Duxuri may threaten Taiwan as a strong typhoon
Tropical Depression Duxuri gained strength Friday in the northwest Pacific Ocean and is set to head northwest as a powerful typhoon, possibly swinging over or near Taiwan. Doxuri’s highest sustained winds were at 35 mph as of 11 a.m. EDT, according to the Joint Typhoon Warning Center. The center expects Duxuri to intensify steadily over the weekend, reaching typhoon strength by Sunday as it drifts west, and then reaching Category 3 strength by midweek, when it should accelerate to the northwest and approach Taiwan. The Philippine Weather Agency Pagasa (which names the storm as Ijay) on Friday forecast Typhoon Doxuri to reach super typhoon strength (150 mph sustained winds) as it approaches Taiwan. The GFS and European models were much less optimistic than the EAs, but that may simply be because the system is not yet sufficiently structured for these global models to visualize it well.
Update (11 p.m. Saturday): The models are now converging on a serious typhoon threat to Taiwan, especially the southern parts of the island.
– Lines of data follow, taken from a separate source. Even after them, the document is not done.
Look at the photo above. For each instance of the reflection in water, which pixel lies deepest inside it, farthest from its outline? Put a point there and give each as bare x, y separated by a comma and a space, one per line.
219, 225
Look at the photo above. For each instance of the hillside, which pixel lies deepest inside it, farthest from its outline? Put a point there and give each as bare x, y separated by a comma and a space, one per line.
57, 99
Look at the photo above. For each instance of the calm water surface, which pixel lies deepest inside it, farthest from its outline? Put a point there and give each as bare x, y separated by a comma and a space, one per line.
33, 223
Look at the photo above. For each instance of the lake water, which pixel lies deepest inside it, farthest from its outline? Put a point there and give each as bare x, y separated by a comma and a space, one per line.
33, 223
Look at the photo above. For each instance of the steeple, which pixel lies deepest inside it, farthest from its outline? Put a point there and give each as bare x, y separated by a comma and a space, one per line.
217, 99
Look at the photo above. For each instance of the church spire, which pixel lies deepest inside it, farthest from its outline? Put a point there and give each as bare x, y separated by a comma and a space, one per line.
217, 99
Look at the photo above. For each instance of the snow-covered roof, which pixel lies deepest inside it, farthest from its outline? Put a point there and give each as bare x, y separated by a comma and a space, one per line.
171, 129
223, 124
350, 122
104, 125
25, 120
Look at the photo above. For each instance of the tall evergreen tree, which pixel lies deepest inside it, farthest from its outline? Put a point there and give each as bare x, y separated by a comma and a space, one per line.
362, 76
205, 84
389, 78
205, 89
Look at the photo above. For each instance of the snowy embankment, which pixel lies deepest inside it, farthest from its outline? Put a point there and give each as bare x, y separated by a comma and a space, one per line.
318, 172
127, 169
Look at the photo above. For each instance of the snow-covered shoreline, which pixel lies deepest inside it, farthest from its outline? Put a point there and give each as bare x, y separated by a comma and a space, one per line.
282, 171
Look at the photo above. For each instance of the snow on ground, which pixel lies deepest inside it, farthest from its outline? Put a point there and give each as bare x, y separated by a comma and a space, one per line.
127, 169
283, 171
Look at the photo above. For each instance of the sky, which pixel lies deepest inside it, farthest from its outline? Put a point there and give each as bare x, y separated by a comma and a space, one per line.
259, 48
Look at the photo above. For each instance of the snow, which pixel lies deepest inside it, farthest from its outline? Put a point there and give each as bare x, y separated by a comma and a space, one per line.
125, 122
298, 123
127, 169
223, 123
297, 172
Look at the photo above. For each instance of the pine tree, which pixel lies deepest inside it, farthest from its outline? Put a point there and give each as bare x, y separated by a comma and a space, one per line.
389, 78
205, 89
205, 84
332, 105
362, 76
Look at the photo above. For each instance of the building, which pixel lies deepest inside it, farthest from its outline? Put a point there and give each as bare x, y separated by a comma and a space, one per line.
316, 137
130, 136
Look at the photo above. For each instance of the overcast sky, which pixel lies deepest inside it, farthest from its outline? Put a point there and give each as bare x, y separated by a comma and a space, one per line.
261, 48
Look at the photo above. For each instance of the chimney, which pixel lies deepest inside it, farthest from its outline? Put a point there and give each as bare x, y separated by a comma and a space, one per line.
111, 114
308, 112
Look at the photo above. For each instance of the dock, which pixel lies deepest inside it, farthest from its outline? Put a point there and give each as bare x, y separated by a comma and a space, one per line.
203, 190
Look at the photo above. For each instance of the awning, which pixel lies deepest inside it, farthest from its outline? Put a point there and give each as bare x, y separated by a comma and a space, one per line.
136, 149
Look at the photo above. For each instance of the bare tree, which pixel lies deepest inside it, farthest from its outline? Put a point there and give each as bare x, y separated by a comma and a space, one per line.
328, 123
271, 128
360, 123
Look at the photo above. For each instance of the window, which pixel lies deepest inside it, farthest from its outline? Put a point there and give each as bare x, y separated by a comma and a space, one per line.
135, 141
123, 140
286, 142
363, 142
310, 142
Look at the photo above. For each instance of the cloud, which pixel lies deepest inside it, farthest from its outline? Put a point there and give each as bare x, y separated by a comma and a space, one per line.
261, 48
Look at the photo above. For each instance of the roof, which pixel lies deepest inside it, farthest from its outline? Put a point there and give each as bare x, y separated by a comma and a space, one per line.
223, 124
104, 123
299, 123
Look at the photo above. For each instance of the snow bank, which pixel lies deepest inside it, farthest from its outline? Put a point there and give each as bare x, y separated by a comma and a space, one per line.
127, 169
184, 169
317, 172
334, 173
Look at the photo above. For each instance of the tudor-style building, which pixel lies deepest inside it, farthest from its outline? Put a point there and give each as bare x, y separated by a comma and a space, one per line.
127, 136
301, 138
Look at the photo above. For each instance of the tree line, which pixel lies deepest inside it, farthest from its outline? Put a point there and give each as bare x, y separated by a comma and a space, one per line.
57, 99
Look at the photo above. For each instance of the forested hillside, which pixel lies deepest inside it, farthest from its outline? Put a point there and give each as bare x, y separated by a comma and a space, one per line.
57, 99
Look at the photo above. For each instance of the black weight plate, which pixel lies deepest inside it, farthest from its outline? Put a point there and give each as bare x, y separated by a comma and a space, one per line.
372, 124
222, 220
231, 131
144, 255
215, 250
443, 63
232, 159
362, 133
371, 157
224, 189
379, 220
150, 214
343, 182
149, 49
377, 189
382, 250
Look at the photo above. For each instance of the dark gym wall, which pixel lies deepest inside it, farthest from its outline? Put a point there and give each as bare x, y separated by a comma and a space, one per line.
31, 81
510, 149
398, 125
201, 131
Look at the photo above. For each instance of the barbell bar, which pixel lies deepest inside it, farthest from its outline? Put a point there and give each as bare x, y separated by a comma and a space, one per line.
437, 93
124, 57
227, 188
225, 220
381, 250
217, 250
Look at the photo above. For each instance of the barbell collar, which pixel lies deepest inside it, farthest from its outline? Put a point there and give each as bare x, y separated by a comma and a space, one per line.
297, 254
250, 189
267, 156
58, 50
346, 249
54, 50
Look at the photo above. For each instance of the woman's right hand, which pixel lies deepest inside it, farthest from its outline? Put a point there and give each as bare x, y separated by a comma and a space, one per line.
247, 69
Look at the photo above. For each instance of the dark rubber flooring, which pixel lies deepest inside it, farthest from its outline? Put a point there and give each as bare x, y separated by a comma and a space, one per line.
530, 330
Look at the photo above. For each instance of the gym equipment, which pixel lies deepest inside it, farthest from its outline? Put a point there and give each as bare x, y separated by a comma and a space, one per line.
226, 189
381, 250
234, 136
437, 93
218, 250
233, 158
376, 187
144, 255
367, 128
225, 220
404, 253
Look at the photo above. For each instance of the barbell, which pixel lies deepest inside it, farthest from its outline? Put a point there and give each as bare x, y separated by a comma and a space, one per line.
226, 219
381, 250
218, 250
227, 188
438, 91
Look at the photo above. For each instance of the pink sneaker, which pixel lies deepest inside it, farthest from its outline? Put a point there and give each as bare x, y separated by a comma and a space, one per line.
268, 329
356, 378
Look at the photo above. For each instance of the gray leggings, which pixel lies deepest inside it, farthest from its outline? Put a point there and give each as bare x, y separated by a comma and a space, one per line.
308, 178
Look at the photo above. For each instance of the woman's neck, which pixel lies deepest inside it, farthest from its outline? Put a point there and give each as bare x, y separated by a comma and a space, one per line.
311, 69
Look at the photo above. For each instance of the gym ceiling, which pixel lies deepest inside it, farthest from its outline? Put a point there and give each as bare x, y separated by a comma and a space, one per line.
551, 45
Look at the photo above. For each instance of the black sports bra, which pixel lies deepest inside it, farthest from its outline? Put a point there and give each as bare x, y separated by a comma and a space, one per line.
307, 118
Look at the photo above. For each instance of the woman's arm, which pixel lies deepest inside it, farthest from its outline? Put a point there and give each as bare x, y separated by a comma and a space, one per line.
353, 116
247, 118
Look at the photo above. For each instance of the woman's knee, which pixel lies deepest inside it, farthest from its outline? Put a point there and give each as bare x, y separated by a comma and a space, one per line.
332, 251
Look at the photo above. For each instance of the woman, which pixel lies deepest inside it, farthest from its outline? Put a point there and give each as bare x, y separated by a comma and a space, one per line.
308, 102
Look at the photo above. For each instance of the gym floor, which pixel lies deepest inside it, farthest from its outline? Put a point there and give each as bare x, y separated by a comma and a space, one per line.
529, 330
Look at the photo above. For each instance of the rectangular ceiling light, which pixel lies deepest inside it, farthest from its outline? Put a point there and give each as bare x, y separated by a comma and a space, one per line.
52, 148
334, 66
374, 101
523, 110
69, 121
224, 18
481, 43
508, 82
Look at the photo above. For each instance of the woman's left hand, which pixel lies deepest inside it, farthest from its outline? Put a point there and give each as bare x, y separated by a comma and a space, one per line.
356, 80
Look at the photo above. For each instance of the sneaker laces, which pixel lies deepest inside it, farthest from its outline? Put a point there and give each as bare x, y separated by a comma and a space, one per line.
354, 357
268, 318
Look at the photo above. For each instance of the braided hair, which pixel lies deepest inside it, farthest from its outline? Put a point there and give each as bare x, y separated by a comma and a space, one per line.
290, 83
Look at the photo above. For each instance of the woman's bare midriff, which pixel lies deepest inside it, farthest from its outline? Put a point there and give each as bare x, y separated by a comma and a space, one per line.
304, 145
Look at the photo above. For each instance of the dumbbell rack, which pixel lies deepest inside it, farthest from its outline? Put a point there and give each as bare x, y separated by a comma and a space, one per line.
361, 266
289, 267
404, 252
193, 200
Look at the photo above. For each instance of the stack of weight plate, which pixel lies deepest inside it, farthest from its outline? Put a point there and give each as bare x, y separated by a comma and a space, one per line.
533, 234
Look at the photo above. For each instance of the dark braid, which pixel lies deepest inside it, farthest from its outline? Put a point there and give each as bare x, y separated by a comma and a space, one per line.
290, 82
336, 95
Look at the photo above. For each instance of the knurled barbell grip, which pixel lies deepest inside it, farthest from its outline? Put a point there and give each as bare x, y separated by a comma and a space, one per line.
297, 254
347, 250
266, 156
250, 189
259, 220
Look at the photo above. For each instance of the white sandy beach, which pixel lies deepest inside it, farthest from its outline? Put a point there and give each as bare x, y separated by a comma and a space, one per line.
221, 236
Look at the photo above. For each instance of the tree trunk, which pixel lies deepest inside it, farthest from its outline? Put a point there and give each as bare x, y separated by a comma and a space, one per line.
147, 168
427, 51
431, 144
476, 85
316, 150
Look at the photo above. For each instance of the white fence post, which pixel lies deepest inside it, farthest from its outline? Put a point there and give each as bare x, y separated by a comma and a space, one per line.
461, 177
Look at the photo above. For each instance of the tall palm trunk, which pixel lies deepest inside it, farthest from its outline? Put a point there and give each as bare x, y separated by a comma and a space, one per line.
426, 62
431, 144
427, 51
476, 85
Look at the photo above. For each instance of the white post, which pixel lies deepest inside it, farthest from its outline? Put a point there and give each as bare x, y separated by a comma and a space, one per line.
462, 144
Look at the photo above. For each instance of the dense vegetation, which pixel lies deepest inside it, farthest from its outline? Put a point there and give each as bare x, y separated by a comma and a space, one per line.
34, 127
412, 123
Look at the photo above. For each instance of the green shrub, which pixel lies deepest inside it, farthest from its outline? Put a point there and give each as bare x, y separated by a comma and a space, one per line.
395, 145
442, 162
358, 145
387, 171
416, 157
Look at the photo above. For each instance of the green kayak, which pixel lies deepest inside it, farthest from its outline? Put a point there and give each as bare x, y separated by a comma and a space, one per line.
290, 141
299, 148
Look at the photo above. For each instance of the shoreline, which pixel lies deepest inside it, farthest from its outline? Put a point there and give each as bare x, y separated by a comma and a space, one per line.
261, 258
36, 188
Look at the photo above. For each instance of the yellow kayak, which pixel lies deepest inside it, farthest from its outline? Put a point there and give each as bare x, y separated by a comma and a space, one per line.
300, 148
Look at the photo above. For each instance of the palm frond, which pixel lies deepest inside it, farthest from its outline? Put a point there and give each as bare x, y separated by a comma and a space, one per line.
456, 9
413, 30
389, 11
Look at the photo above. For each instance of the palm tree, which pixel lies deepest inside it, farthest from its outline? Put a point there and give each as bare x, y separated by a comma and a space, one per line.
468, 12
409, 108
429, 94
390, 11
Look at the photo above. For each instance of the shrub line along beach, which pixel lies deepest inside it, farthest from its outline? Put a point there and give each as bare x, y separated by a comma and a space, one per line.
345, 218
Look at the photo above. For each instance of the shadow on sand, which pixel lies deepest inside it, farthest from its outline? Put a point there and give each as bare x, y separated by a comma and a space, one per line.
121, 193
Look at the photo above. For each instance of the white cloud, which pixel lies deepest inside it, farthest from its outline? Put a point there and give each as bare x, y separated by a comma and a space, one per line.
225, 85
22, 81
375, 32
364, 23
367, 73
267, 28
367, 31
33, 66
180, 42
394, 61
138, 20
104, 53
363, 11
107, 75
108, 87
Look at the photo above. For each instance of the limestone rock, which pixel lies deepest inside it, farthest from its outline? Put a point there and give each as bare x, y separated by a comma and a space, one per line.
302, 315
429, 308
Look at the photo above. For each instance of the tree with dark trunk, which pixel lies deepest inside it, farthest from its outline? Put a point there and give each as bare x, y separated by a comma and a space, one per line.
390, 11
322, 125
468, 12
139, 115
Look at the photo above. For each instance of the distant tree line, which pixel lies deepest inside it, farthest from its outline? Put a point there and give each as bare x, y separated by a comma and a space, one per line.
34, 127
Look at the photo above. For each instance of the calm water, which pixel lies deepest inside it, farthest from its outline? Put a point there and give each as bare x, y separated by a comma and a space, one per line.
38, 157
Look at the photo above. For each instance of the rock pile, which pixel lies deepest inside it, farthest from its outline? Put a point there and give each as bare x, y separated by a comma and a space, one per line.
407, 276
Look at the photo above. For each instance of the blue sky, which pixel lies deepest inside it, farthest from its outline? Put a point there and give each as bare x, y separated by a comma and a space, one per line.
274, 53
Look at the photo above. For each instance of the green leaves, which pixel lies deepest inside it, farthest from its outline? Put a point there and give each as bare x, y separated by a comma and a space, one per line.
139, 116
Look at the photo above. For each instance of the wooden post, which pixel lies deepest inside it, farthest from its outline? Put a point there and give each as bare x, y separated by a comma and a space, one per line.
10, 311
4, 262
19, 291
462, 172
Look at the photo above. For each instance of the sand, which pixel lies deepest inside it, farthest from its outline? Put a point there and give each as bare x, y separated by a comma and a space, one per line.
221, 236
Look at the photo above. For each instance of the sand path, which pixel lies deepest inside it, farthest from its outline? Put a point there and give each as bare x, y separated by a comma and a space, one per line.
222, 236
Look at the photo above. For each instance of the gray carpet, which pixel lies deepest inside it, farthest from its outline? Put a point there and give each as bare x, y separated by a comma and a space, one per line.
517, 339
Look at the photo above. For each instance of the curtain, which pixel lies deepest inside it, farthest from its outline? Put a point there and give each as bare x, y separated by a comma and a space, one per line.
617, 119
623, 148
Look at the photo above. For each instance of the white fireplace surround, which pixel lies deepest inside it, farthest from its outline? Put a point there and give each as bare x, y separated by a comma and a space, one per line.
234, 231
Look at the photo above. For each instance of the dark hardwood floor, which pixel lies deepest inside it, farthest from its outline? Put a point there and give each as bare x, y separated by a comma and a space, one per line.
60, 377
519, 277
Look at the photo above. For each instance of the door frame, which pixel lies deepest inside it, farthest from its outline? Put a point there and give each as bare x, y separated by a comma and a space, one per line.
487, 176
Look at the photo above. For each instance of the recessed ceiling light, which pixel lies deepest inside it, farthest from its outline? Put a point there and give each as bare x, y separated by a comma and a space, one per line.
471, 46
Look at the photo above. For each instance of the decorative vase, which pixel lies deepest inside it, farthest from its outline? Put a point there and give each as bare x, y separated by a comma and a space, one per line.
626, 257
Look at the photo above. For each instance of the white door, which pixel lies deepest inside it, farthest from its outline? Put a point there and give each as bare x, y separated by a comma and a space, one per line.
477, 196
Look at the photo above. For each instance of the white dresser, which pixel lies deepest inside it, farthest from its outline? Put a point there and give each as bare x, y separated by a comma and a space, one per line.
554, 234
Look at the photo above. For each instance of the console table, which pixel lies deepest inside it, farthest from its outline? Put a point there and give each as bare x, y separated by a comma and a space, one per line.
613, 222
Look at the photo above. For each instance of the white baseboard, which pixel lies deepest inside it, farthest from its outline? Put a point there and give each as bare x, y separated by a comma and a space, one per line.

Most members of the European Model Teams and GFS Doksuri bring northern Philippines, with a number of group members (particularly GFS) projecting a path that would put southern Taiwan into the more dangerous northern part of Doksuri, including potential landings, around the middle of the week. The new high-resolution HAFS-A model was forecasting landfall in southern Taiwan at Category 4 strength late Wednesday.
As with many systems in the Pacific Northwest, Doksuri is surrounded by a large field of tropical moisture, with showers and thunderstorms (convection) already widespread but disorganized. Wind shear should be relatively modest around Duxuri over the next several days, and the storm will pass over very warm waters, with sea surface temperatures near 29-30 °C (84-86 °F), close to average for this time of year. The oceanic heat content deeper under the Doksuri track will be very high early next week. Given these factors, it wouldn’t be surprising to see the storm embark on a period of rapid intensification once it becomes more structured, perhaps on Sunday or Monday.
Upper level flow is expected to remain somewhat weak around Doksuri in the coming week, so the storm may move farther north before reversing east. This means that we will need to watch for potential impacts later in the week towards eastern China, Korea and Japan.